Results: In total, 241 HIV-infected adult patients were included in this study. There were 56 male and185 female patients. The median age was 39 years [IQR 35-44]. The duration of follow of for most of the patients was 5 years. The prevalence at baseline of renal dysfunction was 6.3% and the incidence in the study was 4.3%.In this study five (2.1%)   patients had estimated GFR (eGFR) < 50 mL/min per 1.73 m2, while ten (8.3%) patients had elevated serum creatinine (above 120µg/l). In the multivariate ordered logistic regression the significant predictor variables for renal dysfunction that were significant were age at diagnosis, current age at the time of study, the sex, alcohol consumption, the duration of therapy .

The females had a higher risk of developing renal dysfunction (adjusted O.R 0.48(95% C.I 0.24-1.04) p=0.04). Alcohol consumption was a significant predictor of renal dysfunction adjusted O.R 1.84 (95% C.I 1.01-3.29) p=0.04).
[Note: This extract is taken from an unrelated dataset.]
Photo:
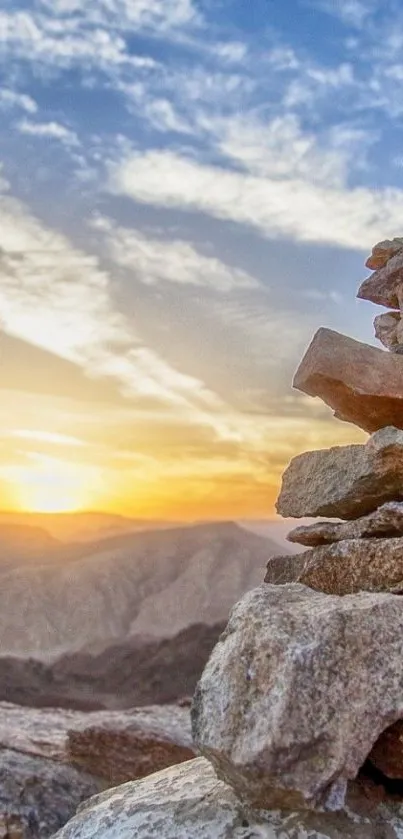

Intensity of alcohol consumption has not been reported as a predictor of renal disease in HIV patients on HAART. This is the first study to report alcohol use as a risk factor.

Conclusion and Recommendations: The incidence was 4.3%. The risk factors identified in this study include age at diagnosis, alcohol consumption, duration of therapy and the female gender.

The elevated serum creatinine levels at baseline are a key indicator in the management of renal dysfunction. Routine eGFR calculations should be done at each clinical visit .Early detection of risk factors, systematic screening and appropriate referrals for kidney disease management should be advocated for improved patient care. Larger studies comparing the contribution of other NNRTIs is recommended.